Unlike a share deal, where contracts remain with the entity and counterparty consent is generally not required, an asset deal requires the transfer of individual contracts from the seller to the buyer. Many commercial contracts contain change of control or anti-assignment provisions that require the counterparty’s consent to any such transfer.

Obtaining consents can be time-consuming and, in some cases, gives counterparties the opportunity to renegotiate terms or exit the contract entirely. Key customer and supplier contracts should be identified early in the process, the consent requirements mapped, and a strategy agreed for approaching counterparties; ideally before rather than after signing.

In practice, the timing and sequencing of consent requests can be as critical as the consent requirement itself.

Conclusion: Preparation is Everything

The IBA roundtable discussion in Barcelona reinforced a theme that practitioners in this space encounter repeatedly: in tech asset deals, preparation is everything. The complexity of these transactions is not inherently unmanageable'; but it does require early, detailed planning, a multidisciplinary team that combines legal, technical, and commercial expertise, and a realistic assessment of the time and cost required to achieve a clean separation.

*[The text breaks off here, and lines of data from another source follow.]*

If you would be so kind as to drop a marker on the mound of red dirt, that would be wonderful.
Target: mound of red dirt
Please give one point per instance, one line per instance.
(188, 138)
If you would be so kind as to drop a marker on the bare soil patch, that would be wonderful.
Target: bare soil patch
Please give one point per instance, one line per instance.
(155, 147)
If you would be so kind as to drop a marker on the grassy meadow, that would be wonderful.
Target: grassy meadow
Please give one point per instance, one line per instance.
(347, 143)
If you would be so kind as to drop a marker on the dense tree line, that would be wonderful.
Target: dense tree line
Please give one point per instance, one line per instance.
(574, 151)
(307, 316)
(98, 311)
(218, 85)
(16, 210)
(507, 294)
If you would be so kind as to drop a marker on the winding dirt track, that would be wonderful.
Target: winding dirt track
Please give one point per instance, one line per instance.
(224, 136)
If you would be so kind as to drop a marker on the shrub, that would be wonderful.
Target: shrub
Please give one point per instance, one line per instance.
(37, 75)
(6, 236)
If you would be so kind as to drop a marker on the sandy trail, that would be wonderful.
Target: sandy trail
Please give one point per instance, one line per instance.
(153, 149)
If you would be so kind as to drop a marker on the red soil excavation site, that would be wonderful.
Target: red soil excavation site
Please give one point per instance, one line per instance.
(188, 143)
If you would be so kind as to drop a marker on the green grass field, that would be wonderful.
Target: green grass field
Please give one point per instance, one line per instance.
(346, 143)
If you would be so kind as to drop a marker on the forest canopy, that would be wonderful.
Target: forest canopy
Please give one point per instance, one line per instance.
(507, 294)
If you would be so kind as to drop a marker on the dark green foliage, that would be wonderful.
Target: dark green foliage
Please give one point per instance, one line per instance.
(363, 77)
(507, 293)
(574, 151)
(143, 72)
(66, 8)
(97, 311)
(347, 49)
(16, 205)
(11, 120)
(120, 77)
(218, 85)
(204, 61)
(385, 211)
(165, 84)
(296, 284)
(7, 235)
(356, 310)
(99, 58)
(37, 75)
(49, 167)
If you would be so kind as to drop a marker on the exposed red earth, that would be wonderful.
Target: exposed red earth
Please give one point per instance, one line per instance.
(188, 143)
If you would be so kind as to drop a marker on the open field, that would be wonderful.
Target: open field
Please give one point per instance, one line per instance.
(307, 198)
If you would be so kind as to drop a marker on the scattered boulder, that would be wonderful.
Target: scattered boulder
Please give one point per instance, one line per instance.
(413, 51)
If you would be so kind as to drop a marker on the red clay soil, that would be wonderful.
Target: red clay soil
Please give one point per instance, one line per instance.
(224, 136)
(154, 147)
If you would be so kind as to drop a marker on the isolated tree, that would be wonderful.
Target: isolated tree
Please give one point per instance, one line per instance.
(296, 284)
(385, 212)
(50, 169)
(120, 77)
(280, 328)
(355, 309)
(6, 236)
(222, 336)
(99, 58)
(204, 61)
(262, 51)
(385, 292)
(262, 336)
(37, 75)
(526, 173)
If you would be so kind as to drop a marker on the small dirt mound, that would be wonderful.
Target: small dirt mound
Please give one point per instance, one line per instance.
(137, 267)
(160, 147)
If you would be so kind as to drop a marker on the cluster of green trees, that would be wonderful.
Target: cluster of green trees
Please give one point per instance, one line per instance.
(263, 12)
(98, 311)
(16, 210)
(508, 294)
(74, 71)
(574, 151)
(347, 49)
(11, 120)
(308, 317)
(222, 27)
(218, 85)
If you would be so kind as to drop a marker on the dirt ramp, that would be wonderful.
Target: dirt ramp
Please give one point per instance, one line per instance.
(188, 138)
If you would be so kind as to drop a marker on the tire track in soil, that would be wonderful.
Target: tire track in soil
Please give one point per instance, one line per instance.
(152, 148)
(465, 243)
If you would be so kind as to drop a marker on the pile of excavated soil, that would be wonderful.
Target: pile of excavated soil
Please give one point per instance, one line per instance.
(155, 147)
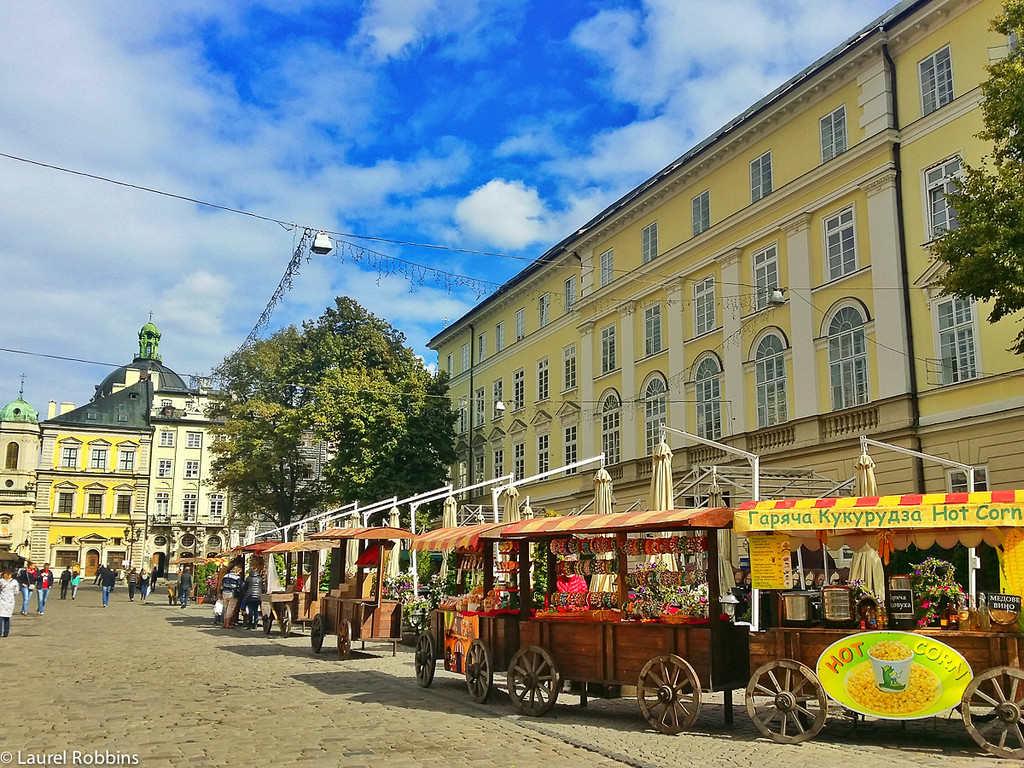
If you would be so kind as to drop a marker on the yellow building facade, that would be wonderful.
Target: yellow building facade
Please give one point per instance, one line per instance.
(772, 290)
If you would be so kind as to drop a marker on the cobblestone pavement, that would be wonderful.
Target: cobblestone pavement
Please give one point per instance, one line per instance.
(165, 685)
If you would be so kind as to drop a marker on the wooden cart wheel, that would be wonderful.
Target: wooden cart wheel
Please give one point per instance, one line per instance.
(344, 638)
(316, 634)
(669, 693)
(286, 621)
(425, 659)
(532, 680)
(992, 707)
(479, 673)
(797, 707)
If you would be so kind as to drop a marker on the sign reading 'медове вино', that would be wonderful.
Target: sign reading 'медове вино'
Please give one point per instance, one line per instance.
(847, 517)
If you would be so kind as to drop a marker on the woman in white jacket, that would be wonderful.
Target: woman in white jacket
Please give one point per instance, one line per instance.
(8, 588)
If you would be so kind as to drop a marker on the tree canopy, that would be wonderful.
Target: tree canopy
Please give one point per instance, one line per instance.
(345, 381)
(985, 252)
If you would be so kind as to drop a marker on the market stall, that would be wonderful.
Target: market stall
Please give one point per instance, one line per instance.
(922, 649)
(355, 609)
(298, 602)
(476, 632)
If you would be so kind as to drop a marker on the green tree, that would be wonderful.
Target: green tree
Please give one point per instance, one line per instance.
(985, 252)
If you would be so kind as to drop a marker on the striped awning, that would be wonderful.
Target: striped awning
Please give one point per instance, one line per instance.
(460, 537)
(299, 547)
(628, 522)
(378, 532)
(915, 512)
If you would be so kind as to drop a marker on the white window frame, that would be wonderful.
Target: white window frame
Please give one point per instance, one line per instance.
(608, 357)
(700, 212)
(935, 75)
(648, 243)
(832, 129)
(704, 306)
(652, 330)
(607, 266)
(841, 244)
(765, 263)
(761, 177)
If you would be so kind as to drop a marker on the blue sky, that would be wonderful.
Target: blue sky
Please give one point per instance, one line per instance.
(496, 126)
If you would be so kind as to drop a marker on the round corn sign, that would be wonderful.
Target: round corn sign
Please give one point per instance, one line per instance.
(894, 675)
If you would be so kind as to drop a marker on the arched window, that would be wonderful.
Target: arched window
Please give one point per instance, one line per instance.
(770, 373)
(847, 358)
(609, 429)
(655, 407)
(709, 392)
(11, 460)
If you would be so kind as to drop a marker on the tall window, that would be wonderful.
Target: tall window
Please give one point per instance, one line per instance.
(956, 344)
(654, 409)
(498, 392)
(770, 375)
(607, 262)
(216, 507)
(941, 180)
(542, 379)
(833, 129)
(709, 396)
(652, 330)
(69, 457)
(543, 455)
(847, 359)
(609, 429)
(700, 212)
(607, 349)
(189, 507)
(761, 177)
(840, 244)
(571, 449)
(568, 368)
(765, 276)
(97, 459)
(519, 460)
(704, 305)
(648, 243)
(936, 81)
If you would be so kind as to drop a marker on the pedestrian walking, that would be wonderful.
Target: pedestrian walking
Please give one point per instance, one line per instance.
(184, 587)
(8, 588)
(231, 591)
(65, 582)
(44, 580)
(143, 584)
(108, 578)
(254, 591)
(132, 584)
(27, 583)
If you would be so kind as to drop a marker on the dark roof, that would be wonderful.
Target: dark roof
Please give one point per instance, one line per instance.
(127, 409)
(169, 381)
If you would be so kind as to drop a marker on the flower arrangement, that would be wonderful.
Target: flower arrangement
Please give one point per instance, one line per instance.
(934, 588)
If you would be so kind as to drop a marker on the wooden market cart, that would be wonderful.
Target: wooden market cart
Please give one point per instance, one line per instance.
(472, 643)
(784, 696)
(295, 606)
(356, 609)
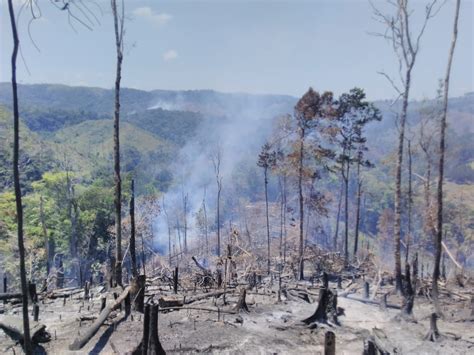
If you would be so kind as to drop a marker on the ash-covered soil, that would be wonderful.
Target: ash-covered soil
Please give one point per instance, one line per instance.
(271, 327)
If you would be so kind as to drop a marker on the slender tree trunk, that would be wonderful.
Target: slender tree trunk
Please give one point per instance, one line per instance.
(284, 218)
(410, 203)
(268, 221)
(118, 26)
(346, 212)
(339, 204)
(359, 195)
(133, 255)
(442, 149)
(398, 182)
(301, 203)
(16, 177)
(45, 236)
(206, 234)
(218, 218)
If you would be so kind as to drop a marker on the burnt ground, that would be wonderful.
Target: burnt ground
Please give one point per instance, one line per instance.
(270, 327)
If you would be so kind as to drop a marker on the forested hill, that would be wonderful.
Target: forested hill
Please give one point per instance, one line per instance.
(74, 124)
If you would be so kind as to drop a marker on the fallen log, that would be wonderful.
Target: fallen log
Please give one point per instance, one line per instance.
(84, 339)
(9, 296)
(170, 302)
(393, 306)
(203, 296)
(13, 327)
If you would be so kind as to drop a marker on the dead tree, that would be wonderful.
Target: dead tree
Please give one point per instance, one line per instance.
(266, 160)
(216, 161)
(433, 333)
(119, 32)
(133, 255)
(154, 346)
(327, 305)
(241, 303)
(442, 150)
(408, 294)
(406, 47)
(16, 177)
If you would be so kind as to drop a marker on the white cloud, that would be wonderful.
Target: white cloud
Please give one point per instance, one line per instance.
(148, 14)
(170, 55)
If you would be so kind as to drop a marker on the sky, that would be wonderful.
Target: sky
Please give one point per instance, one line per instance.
(276, 47)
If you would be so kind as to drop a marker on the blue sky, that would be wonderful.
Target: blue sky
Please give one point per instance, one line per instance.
(264, 46)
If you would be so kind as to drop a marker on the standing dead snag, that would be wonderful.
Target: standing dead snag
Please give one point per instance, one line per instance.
(408, 294)
(154, 345)
(327, 305)
(119, 31)
(79, 342)
(442, 148)
(433, 334)
(16, 178)
(241, 303)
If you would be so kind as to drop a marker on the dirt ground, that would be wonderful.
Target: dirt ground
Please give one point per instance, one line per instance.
(271, 327)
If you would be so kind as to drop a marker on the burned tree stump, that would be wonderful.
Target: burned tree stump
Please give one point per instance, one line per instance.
(154, 345)
(327, 305)
(369, 347)
(35, 312)
(330, 343)
(408, 294)
(138, 293)
(366, 290)
(433, 334)
(175, 280)
(241, 303)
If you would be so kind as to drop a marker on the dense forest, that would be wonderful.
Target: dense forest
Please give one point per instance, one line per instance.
(273, 201)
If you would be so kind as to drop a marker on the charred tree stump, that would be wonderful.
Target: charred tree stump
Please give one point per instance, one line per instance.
(60, 273)
(369, 347)
(103, 302)
(146, 329)
(330, 343)
(241, 303)
(128, 305)
(138, 293)
(366, 290)
(32, 292)
(35, 312)
(219, 278)
(433, 334)
(86, 290)
(327, 305)
(154, 345)
(175, 280)
(79, 342)
(408, 294)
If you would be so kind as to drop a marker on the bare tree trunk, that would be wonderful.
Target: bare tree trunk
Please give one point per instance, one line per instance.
(118, 26)
(206, 234)
(442, 149)
(133, 255)
(46, 238)
(169, 229)
(359, 194)
(339, 204)
(16, 177)
(398, 182)
(265, 172)
(185, 205)
(346, 212)
(410, 203)
(301, 203)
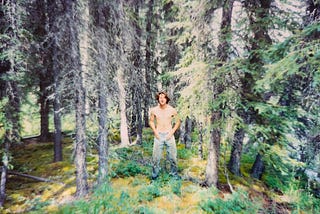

For buyers, the key discipline is resisting the temptation to treat the asset deal as a simpler transaction than a share deal. It is not. For sellers, the priority is investing in the separation workstream early - ideally before a buyer is even in the room - so that the carved-out business can be presented as a coherent, operable entity rather than a collection of interdependencies.

When structured carefully, tech asset deals can deliver significant value for both parties. The complexity is real; but it is navigable.

The complexity of these transactions lies not only in legal structuring, but in the interaction between legal, technical, and operational realities.